CLEVELAND -- LeBron James has faced Gregg Popovich in three NBA Finals, and on Saturday night he will play his 24th regular-season game against him, not to mention the uncountable number of San Antonio Spurs games he's watched.
In other words, the Cavaliers star has had plenty of time to form an opinion.
"I think he's the greatest coach of all time," James said Thursday, echoing comments he made last summer.
"You have to be sharp, mentally and physically, when you go against his ballclub. If you were an NFL player, it's probably the same as going against a [Bill] Belichick team," James said after scoring 21 points with 15 assists and nine rebounds in a 118-103 win over the Phoenix Suns. "What they're going to do, they're going to do and you have to try to figure it out."
Popovich has often praised James over the years, but he also has spent a lot of time trying to devise a way to beat him. The defense he designed for the 2007 Finals forced James to change his training methods to become a better shooter. In 2013, James played one of the finest playoff series of his career to beat the Spurs for the title, the only time in six trips to the Finals that Popovich has been beaten. The Spurs beat James and the Miami Heat the next year.

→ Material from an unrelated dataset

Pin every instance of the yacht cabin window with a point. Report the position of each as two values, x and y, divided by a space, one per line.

James first got to know Popovich in 2004, after his rookie season, when the Spurs coach was an assistant for Team USA. James was part of the team that took Olympic bronze in Athens that summer. James has been studying Popovich ever since.
"To be able to do what he's done where the basketball has changed so much and he's been able to have a growth mindset and change with the game [is impressive]," James said. "We went from a league where it was inside out, where every time you came down it was throw it to the big, and then it goes to every time down pick-and-roll, and then it goes to every time down shoot a 3.
"Pop has been able to adjust every single time and still, for some odd reason, keep those guys under the radar. I don't understand it."